INTRODUCTION: Intensive care management for TBI patients aims to prevent secondary cerebral damage. Targeted temperature management is one option to prevent cerebral damage, as hypothermia may have protective effects. By conducting a systematic literature review, we evaluated (1) the presence of a temperature difference (gradient) between brain temperature (Tb) and core temperature (Tc) in TBI patients and (2) clinical factors associated with reported differences.
EVIDENCE ACQUISITION: The PubMed database was systematically searched using MESH terms and keywords, and Web of Sciences was assessed for additional article citations. We included studies that continuously and simultaneously measured Tb and Tc in severe TBI patients. The National Institutes of Health (NIH) quality assessment tool for observational cohort and cross-sectional studies was modified to fit the purpose of our study. Statistical data were extracted for further meta-analyses.

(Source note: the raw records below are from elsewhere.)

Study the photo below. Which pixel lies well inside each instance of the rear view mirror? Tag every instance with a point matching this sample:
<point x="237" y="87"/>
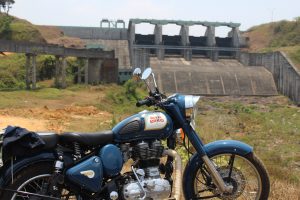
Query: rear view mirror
<point x="137" y="73"/>
<point x="146" y="73"/>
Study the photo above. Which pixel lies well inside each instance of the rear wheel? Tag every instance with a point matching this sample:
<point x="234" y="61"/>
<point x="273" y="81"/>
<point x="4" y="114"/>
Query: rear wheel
<point x="246" y="174"/>
<point x="34" y="179"/>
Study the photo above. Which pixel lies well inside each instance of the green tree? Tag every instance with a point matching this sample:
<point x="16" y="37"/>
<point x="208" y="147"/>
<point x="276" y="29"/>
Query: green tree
<point x="6" y="5"/>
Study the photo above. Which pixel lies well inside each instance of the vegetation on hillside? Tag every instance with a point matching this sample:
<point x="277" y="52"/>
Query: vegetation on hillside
<point x="12" y="28"/>
<point x="277" y="36"/>
<point x="12" y="70"/>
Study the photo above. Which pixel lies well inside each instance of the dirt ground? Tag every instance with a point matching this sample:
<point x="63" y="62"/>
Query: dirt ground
<point x="69" y="118"/>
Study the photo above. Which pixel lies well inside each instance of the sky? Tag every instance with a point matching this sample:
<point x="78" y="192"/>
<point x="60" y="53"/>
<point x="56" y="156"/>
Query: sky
<point x="90" y="12"/>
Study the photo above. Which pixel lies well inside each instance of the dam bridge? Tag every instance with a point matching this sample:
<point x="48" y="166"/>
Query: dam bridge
<point x="202" y="65"/>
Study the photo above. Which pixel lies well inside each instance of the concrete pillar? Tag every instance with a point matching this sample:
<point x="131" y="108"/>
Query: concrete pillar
<point x="131" y="41"/>
<point x="63" y="73"/>
<point x="145" y="59"/>
<point x="236" y="40"/>
<point x="86" y="71"/>
<point x="185" y="41"/>
<point x="78" y="74"/>
<point x="57" y="72"/>
<point x="94" y="70"/>
<point x="28" y="79"/>
<point x="33" y="72"/>
<point x="158" y="41"/>
<point x="211" y="42"/>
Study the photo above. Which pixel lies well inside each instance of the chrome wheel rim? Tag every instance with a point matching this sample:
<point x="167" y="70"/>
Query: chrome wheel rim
<point x="245" y="177"/>
<point x="34" y="185"/>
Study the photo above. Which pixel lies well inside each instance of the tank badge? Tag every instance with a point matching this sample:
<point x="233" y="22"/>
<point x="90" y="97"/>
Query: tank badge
<point x="88" y="173"/>
<point x="155" y="121"/>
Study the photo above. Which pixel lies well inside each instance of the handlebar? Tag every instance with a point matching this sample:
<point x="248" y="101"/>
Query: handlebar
<point x="143" y="102"/>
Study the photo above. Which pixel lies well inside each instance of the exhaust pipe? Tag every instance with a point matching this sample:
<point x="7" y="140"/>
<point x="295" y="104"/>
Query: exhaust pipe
<point x="178" y="172"/>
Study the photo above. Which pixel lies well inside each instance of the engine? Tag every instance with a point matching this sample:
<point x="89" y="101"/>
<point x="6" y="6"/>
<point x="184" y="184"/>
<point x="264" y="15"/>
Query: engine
<point x="146" y="182"/>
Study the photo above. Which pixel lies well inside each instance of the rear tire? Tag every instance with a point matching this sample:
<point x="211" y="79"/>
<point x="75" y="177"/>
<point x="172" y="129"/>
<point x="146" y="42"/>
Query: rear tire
<point x="30" y="179"/>
<point x="196" y="186"/>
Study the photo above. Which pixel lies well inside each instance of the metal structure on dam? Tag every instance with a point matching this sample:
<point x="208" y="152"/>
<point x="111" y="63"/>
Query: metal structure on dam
<point x="204" y="65"/>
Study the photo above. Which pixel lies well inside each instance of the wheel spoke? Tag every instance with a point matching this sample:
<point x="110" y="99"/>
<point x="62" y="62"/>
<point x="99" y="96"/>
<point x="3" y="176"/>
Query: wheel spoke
<point x="236" y="171"/>
<point x="230" y="165"/>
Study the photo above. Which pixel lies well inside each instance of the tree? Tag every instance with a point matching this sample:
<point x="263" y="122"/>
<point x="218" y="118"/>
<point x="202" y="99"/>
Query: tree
<point x="6" y="5"/>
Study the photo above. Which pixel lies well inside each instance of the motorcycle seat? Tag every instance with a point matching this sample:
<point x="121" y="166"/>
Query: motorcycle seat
<point x="87" y="139"/>
<point x="50" y="139"/>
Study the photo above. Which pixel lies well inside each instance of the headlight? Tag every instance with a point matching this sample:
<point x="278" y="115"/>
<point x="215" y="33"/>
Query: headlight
<point x="191" y="108"/>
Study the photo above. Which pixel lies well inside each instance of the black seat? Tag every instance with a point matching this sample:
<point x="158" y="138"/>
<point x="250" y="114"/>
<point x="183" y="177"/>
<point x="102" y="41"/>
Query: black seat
<point x="50" y="139"/>
<point x="88" y="139"/>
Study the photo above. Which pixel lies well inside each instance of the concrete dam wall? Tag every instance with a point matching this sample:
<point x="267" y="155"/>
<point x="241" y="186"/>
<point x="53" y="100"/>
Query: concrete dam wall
<point x="204" y="77"/>
<point x="285" y="74"/>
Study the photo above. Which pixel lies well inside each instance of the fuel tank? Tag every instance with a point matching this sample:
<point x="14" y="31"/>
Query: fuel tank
<point x="144" y="125"/>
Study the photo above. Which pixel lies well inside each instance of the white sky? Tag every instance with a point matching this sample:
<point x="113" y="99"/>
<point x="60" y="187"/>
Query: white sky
<point x="90" y="12"/>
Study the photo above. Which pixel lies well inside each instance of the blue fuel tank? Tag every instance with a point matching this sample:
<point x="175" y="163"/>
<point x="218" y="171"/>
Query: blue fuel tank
<point x="144" y="125"/>
<point x="87" y="174"/>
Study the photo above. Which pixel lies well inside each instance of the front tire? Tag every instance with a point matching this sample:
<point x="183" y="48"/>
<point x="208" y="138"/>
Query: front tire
<point x="246" y="174"/>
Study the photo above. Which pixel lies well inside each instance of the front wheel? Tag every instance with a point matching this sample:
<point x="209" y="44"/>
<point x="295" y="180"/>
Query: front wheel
<point x="246" y="174"/>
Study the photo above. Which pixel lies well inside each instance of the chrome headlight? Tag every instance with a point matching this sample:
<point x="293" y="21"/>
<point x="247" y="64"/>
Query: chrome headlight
<point x="191" y="108"/>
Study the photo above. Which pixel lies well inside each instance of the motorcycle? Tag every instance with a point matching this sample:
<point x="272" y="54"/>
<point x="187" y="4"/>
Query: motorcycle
<point x="91" y="165"/>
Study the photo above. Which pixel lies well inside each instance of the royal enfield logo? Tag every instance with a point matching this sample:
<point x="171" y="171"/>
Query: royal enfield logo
<point x="155" y="121"/>
<point x="88" y="173"/>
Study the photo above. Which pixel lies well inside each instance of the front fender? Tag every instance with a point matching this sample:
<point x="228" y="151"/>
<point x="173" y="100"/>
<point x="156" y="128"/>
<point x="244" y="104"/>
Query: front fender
<point x="212" y="149"/>
<point x="18" y="165"/>
<point x="227" y="146"/>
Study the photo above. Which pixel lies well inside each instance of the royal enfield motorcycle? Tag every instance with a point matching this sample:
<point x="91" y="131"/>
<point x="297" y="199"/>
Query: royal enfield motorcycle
<point x="136" y="160"/>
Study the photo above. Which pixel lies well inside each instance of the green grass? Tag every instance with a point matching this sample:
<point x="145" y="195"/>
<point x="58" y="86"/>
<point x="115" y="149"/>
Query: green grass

EVIDENCE SYNTHESIS: We included 16 studies, with a total of 480 patients. Clinical heterogeneity consisted of Tb/Tc measurement site, measurement device, physiological changes, local protocols, and medical or surgical interventions. The studies have a high statistical heterogeneity (I2). The pooled mean temperature gradient between Tb and Tc was +0.14 °C (95% confidence interval: 0.03 to 0.24) and ranged from -1.29 to +1.1 °C. Patients who underwent a decompressive (hemi)craniectomy showed lower Tb values compared to Tc found in three studies.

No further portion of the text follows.